Hongaria dan Slovakia harus menerima pengungsi di luar keinginan mereka setelah ada keputusan pengadilan tertinggi UE.
Kedua negara gagal total dalam gugatan mereka terhadap aturan kuota UE di hadapan Pengadilan Eropa (ECJ). Pengadilan Luksemburg mengumumkan pada hari Rabu bahwa tuntutan hukum telah dibatalkan seluruhnya. Pemerintah di Budapest dan Bratislava tidak terkesan dengan keputusan tersebut dan menilai keputusan tersebut “tidak bertanggung jawab” dan “tidak relevan”. Komisi Uni Eropa dan pemerintah federal menyambut baik keputusan hakim tersebut dan mengancam negara-negara bagian tersebut dengan tindakan hukum jika mereka terus menolak menerima pengungsi.
Uni Eropa memutuskan kuota penerimaan dua tahun lalu ketika krisis pengungsi mencapai puncaknya. Sebenarnya, 120.000 orang yang mencari perlindungan seharusnya didistribusikan ke masing-masing negara UE sebagai bagian dari aturan tersebut – sejauh ini hal ini hanya berhasil dalam 25.000 kasus. Pemerintah Eropa Timur memprotes redistribusi tersebut, Hongaria dan Slovakia menggugat Luksemburg dan didukung oleh Polandia. Dalam pandangan mereka, kewajiban tersebut melemahkan kedaulatan negara dan membahayakan keselamatan warga negara jika terjadi serangan. Akibatnya, mereka hampir tidak menerima pengungsi.

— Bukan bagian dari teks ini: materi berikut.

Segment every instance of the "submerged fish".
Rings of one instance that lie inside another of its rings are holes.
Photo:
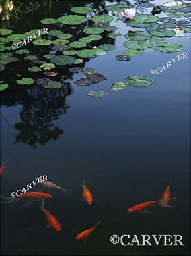
[[[85,240],[87,238],[93,231],[94,231],[96,228],[96,227],[100,224],[101,221],[97,222],[96,225],[91,226],[91,228],[88,228],[87,230],[85,230],[83,231],[82,232],[79,233],[77,236],[76,239],[77,240]]]

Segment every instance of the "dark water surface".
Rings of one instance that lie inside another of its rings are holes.
[[[93,3],[96,9],[110,4]],[[52,4],[50,12],[40,7],[35,16],[28,15],[30,26],[24,23],[13,32],[46,27],[40,23],[42,18],[57,18],[69,13],[71,7],[83,5],[85,1],[59,1]],[[143,9],[150,13],[152,8]],[[116,49],[79,65],[99,70],[107,80],[81,87],[74,82],[83,76],[70,74],[65,80],[67,84],[58,91],[12,84],[11,89],[1,92],[1,112],[6,118],[1,118],[1,163],[9,160],[1,176],[1,195],[10,197],[12,191],[42,174],[72,193],[69,197],[52,190],[54,197],[45,201],[47,209],[62,223],[59,232],[46,228],[40,202],[26,207],[22,200],[1,205],[2,255],[189,255],[190,34],[165,39],[182,44],[182,50],[177,53],[147,50],[123,62],[115,56],[126,49],[124,34],[129,27],[114,20],[111,24],[118,26],[116,32],[122,36],[115,42],[103,39],[100,44],[104,40],[114,42]],[[46,47],[34,49],[46,54]],[[188,59],[176,61],[159,74],[151,74],[151,70],[183,53],[187,53]],[[65,74],[64,66],[58,70]],[[7,77],[15,76],[4,72]],[[114,82],[135,75],[148,76],[154,84],[143,88],[112,90]],[[38,78],[36,73],[34,76]],[[98,99],[87,97],[90,91],[98,89],[108,95]],[[26,129],[21,130],[22,122]],[[83,180],[92,193],[92,205],[81,201]],[[170,180],[171,197],[176,197],[170,202],[174,208],[157,205],[151,208],[151,214],[127,213],[135,204],[161,198]],[[40,184],[36,188],[48,192]],[[75,239],[99,220],[101,224],[87,242]],[[113,234],[180,234],[184,245],[114,245],[110,241]]]

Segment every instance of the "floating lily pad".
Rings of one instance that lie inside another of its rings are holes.
[[[80,50],[77,52],[77,55],[79,57],[83,58],[89,58],[96,55],[96,51],[95,50]]]
[[[109,15],[98,15],[91,18],[91,20],[96,22],[110,22],[113,20],[113,17]]]
[[[48,84],[44,84],[43,87],[46,89],[59,89],[62,87],[62,84],[57,81],[51,81]]]
[[[52,19],[51,18],[42,19],[40,20],[40,22],[43,24],[52,24],[58,22],[58,21],[56,19]]]
[[[83,68],[81,67],[73,67],[69,69],[70,72],[71,73],[80,73],[83,71]]]
[[[93,11],[93,9],[86,6],[77,6],[71,8],[71,11],[77,14],[87,14],[88,12]]]
[[[147,41],[128,40],[124,43],[124,45],[134,50],[145,50],[152,47],[153,43]]]
[[[92,99],[100,99],[102,98],[104,95],[107,95],[107,93],[104,91],[98,90],[97,92],[96,91],[91,91],[88,93],[87,95]]]
[[[38,72],[38,71],[42,71],[41,68],[39,67],[32,67],[32,68],[28,68],[28,71],[32,71],[34,72]]]
[[[152,79],[142,76],[128,76],[124,82],[133,87],[147,87],[153,84]]]
[[[155,22],[159,20],[158,16],[153,14],[136,14],[133,18],[135,22],[141,23]]]
[[[141,54],[143,54],[143,53],[141,51],[138,50],[126,50],[124,51],[122,53],[124,55],[129,56],[141,55]]]
[[[32,84],[34,83],[34,80],[28,78],[24,78],[22,80],[17,80],[17,83],[18,84]]]
[[[87,20],[87,18],[79,15],[65,15],[58,18],[59,22],[69,25],[80,24]]]
[[[53,57],[50,61],[56,65],[71,65],[75,61],[75,58],[72,56],[58,55]]]
[[[116,56],[116,59],[120,61],[127,61],[131,59],[131,57],[128,55],[117,55]]]
[[[0,28],[0,34],[1,36],[7,36],[13,32],[11,29]]]
[[[155,46],[155,49],[165,53],[173,53],[181,50],[182,45],[179,43],[161,42],[157,43]]]
[[[147,32],[130,30],[124,35],[124,36],[132,40],[147,40],[152,36]]]
[[[74,42],[71,42],[69,44],[69,46],[73,48],[83,48],[86,46],[86,43],[83,43],[83,42],[79,42],[79,41],[74,41]]]
[[[110,45],[108,43],[108,44],[104,44],[104,45],[100,45],[98,48],[100,49],[102,51],[112,51],[112,50],[116,49],[116,47],[114,45]]]
[[[156,29],[155,30],[151,31],[151,33],[153,36],[162,37],[170,37],[176,34],[174,31],[165,28]]]
[[[101,28],[87,28],[83,30],[83,32],[85,34],[101,34],[104,30]]]
[[[112,86],[112,88],[114,91],[122,90],[125,87],[126,87],[126,84],[124,82],[114,82]]]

Para hakim ECJ nyaris tidak memberikan satu inci pun terhadap gugatan yang diajukan oleh Hongaria dan Slovakia. “Mekanisme ini mendukung Yunani dan Italia dalam menghadapi dampak krisis pengungsi,” bunyi keputusan tersebut. Negara-negara Mediterania dulunya merupakan perhentian pertama bagi banyak migran yang datang ke Eropa dan oleh karena itu perlu dibantu dengan pemukiman kembali.
Penggugat menjawab dengan tidak mengerti. Keputusan itu “menjijikkan dan tidak bertanggung jawab,” kata Menteri Luar Negeri Hongaria Peter Szijjarto di Budapest. “Keputusan ini merusak keamanan dan masa depan Eropa.” Slovakia juga memiliki pernyataan yang jelas. “Kuota tersebut tidak berfungsi, dan oleh karena itu keputusan pengadilan sekarang menjadi tidak relevan,” kata Menteri Perekonomian Slovakia Peter Ziga di Bratislava. Perdana Menteri Polandia Beata Szydlo mengatakan posisi negaranya tetap tidak berubah.

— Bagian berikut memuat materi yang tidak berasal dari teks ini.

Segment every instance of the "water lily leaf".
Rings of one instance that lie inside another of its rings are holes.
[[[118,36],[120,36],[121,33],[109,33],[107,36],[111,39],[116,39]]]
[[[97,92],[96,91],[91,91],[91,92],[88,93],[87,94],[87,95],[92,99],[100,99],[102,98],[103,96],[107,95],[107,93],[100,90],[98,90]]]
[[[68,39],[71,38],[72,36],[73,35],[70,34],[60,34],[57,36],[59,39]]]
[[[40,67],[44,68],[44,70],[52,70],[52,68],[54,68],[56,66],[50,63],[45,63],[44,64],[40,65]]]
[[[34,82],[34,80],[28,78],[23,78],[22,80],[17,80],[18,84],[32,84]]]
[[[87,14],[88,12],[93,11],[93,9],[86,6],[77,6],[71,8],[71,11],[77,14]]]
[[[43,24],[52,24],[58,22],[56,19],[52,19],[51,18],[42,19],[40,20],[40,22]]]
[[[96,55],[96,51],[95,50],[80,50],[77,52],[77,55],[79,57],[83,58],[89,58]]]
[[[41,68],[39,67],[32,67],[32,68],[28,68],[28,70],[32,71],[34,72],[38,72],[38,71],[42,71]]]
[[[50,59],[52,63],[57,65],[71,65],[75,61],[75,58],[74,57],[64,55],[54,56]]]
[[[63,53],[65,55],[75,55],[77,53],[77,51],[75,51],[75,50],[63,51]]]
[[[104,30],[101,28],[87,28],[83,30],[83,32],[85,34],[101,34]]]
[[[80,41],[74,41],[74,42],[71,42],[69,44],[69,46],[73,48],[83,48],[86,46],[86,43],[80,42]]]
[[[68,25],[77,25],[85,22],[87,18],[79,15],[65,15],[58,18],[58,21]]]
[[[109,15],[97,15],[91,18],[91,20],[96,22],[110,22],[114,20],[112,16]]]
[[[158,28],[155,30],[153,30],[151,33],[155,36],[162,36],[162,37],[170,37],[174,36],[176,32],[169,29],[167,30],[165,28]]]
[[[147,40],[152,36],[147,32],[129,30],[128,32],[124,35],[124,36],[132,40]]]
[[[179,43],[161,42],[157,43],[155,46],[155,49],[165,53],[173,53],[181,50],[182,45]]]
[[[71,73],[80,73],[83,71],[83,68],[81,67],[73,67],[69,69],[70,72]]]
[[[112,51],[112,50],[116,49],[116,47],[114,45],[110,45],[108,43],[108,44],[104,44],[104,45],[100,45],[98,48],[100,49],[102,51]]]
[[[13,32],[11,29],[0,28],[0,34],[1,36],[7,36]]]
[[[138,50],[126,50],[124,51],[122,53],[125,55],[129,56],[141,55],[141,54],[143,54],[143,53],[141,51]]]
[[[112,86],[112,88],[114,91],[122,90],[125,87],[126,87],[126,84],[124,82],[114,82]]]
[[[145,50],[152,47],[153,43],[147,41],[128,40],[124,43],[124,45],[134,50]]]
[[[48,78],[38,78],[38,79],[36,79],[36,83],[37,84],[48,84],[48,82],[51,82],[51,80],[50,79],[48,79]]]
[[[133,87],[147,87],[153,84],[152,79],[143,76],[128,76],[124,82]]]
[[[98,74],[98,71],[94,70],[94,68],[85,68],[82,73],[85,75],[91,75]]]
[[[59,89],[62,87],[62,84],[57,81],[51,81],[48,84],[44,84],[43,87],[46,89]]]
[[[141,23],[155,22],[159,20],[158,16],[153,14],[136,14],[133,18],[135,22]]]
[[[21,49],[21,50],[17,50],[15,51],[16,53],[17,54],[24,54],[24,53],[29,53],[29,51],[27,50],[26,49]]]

“Solidaritas bukan a la carte”
Namun, Dimitris Avramopoulos, komisaris migrasi UE, menggunakan keputusan tersebut sebagai peluang untuk meningkatkan tekanan terhadap negara-negara yang tidak bersedia menerima migran. “Solidaritas tidak bisa dinikmati secara à la carte,” katanya. Jika Polandia, Hongaria, dan Republik Ceko tidak mengubah sikap blokade mereka dalam beberapa minggu ke depan, ia akan menuntut negara-negara tersebut. Menteri Dalam Negeri Federal, Thomas de Maiziere, menjelaskan: “Saya sekarang berharap negara-negara yang terkena dampak akan sepenuhnya menerima kewajiban mereka jika mereka tidak menerima masyarakatnya,” maka ada juga opsi untuk proses pelanggaran, yang kemudian harus diterapkan sesuai dengan itu. menjadi.”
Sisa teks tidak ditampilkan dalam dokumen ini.